Они, девчонки еще, не знали, что их начинает затягивать и кружить бездонный омут жизни, но уже молили оберечь их, помочь им справиться с собой и с этой страшной силой, слепящей разум, сминающей сердце, но ничего, даже себя не слыша и не помня, – зачем и куда бегут, кого кличут, о чем заклинают, вперебой звенели девчонки: «Гори, гори ясно!..»
Я узнавал по голосам Нюру сидоровскую, Катю и Нюру Бобровых, Нину Шахматову, Лену Юшкову, Тоню Вычужанину – все девчонки одного возраста и в переходной поре – протяни руку – и нащупаешь порог бабьей жизни. Предчувствуя ее напрягшимся, встревоженным сердцем, одурманенные угарным чадом девчонки и живут тревожно, чувствуя: они не играют в горелки, они доигрывают все свои детские, беззаботные игры.
По-щенячьи взвизгивая, чего-то крича в бестолковом восторге, хватаясь за старших сестер, носятся слепо девчонки помладше: Лидка Боброва, Люба Вершкова, Шурка Юшкова, Танька дяди Левонтия, скоковские и верехтинские. Они взбудоражены игрой, тревогой, исходящей от «большух», но скоро темнота и прохлада вечера усмиряет их, они отделяются от старших девчонок, организуют свой хоровод, поют складно и ладно: «Сидит дрема, сидит дрема, сама дремлет, сама спит…»
Но я слышу их краем уха, мне не дает покоя игра старших девчонок. Заранее обмирая сердцем, я представляю себя играющим вместе с ними в заветную игру: держась за девчоночью горячую руку, чувствую – ходит-бродит в девчонке ошалелая куда-то устремленность. Завихрит, подхватит девка меня и унесет в неведомые дали и выси, и я буду тоже орать чего-то, не зная слов, не успевая их запомнить от голову кружащей обалделости. Но слова, правила игры, музыку песни, ароматы леса, колдовскую тишину летнего вечера я запомню, постараюсь запомнить потом и все то, что скрывается, не может не скрываться в темном настое летней ночи в канун Иваны Купалы, когда цветет в лесу разрыв-трава и волшебно светятся папоротники. Потом, потом я открою, непременно открою свою тихую тайну, постигну смысл волнующей игры, вкушу дурманности такого же тихого и дикого вечера.

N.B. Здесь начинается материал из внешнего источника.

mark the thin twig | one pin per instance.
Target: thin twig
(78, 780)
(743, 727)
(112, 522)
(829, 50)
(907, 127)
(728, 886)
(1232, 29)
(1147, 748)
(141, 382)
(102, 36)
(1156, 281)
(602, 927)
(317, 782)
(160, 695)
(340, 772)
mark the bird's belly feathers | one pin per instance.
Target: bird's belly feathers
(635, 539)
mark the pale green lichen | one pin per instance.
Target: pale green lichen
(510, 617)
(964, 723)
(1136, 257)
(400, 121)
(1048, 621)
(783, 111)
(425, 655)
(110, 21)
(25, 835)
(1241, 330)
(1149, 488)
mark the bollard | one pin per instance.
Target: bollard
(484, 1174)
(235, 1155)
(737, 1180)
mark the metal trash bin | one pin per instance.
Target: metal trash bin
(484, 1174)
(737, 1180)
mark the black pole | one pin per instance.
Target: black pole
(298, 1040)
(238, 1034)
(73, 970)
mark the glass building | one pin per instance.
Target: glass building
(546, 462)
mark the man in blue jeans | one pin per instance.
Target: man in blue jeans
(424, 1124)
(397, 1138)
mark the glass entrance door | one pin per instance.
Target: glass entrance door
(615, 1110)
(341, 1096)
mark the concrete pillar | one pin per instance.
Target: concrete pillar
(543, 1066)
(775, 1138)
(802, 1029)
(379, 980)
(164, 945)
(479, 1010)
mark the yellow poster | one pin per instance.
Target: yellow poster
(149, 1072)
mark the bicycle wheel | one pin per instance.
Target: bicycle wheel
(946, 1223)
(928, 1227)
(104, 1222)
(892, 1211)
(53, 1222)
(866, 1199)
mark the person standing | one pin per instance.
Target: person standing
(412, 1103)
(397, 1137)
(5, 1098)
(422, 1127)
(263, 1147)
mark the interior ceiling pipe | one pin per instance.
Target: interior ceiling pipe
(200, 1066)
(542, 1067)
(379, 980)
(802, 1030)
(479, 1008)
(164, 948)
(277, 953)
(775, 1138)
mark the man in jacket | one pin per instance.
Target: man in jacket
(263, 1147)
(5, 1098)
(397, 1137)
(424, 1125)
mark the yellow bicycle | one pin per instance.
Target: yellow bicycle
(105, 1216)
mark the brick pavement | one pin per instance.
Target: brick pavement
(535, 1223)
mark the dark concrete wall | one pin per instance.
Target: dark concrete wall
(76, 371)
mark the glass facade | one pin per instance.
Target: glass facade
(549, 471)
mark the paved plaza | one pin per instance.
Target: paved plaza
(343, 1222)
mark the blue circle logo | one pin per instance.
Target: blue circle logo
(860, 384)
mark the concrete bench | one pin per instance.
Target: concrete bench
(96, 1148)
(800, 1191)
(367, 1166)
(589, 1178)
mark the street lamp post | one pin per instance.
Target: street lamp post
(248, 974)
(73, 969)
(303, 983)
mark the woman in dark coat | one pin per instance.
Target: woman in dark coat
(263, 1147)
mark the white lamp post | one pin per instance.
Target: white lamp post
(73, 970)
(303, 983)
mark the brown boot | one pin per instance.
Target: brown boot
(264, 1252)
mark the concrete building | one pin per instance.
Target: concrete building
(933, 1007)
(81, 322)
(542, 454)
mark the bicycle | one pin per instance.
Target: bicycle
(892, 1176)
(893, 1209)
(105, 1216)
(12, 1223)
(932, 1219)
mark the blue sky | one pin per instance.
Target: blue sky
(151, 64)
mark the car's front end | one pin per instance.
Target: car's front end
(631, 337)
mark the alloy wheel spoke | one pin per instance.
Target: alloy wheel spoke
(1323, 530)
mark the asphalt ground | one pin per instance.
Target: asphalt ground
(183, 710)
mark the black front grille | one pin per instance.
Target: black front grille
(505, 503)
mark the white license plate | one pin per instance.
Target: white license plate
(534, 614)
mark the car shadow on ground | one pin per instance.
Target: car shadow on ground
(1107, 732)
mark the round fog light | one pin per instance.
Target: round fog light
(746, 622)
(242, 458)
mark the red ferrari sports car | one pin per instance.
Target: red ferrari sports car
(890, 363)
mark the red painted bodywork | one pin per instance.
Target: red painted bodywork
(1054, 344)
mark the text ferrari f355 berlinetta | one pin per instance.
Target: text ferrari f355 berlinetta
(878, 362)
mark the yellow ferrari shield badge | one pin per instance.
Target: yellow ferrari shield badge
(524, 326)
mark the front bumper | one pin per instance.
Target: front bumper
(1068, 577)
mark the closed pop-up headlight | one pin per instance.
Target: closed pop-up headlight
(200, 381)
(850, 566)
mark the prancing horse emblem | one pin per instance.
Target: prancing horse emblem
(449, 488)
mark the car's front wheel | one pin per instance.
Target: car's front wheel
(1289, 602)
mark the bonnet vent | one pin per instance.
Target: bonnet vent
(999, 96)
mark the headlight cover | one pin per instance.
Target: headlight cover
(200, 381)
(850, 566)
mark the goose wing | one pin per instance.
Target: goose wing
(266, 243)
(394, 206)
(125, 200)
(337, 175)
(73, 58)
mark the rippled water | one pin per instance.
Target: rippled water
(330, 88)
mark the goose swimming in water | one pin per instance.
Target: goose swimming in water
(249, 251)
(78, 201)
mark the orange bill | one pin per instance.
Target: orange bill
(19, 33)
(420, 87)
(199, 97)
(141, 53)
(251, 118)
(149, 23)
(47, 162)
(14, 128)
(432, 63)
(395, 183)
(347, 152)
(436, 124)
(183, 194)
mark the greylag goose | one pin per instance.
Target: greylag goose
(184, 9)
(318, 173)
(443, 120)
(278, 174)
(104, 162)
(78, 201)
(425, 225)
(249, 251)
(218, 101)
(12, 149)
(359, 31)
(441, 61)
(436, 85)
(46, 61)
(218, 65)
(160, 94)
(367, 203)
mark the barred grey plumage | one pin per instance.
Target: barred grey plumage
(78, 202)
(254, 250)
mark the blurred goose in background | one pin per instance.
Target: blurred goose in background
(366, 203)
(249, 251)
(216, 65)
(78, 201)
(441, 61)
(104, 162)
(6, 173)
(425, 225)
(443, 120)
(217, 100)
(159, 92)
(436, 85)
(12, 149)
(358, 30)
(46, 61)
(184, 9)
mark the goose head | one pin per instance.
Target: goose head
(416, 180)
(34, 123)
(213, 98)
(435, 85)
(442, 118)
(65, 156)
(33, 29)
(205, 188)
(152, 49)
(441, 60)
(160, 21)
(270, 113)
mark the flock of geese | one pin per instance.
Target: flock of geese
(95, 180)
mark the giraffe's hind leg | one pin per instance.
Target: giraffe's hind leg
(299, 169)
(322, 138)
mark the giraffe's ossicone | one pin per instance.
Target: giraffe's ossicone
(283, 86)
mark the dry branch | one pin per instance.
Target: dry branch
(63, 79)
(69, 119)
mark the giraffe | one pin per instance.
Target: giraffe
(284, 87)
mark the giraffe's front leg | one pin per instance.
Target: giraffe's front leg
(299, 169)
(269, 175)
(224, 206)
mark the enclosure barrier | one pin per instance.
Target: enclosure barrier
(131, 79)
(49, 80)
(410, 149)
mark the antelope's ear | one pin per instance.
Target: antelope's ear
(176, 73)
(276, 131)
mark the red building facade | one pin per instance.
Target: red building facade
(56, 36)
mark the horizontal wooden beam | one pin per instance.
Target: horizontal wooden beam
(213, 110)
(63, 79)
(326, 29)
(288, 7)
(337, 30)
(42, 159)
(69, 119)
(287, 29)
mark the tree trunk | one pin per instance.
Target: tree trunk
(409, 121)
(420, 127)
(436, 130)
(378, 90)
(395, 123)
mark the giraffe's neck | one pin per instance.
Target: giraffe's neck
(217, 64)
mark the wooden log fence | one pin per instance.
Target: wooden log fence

В ту пору мне казалось, что я буду расти, а «моя» девочка станет меня дожидаться. Но время шло и разводило людей по широкой земле. Увело оно куда-то и деревенскую голосистую девочку. Я забыл ее лицо, забыл имя, всю забыл. Осталась лишь песня, да и она звучит во мне без слов, только мелодией, да и мелодия стихает, стирается во мне, однако я все еще слышу голос, назначенный мне, он все еще достигает меня из темноты деревенского вечера, из пространства времени, разделившего нас, – голос загаданной мною, единственной девочки.
Теперь-то я знаю: самые счастливые игры – недоигранные, самая чистая любовь – недолюбленная, самые лучшие песни – недопетые.
И все-таки грустно, очень грустно и жаль чего-то.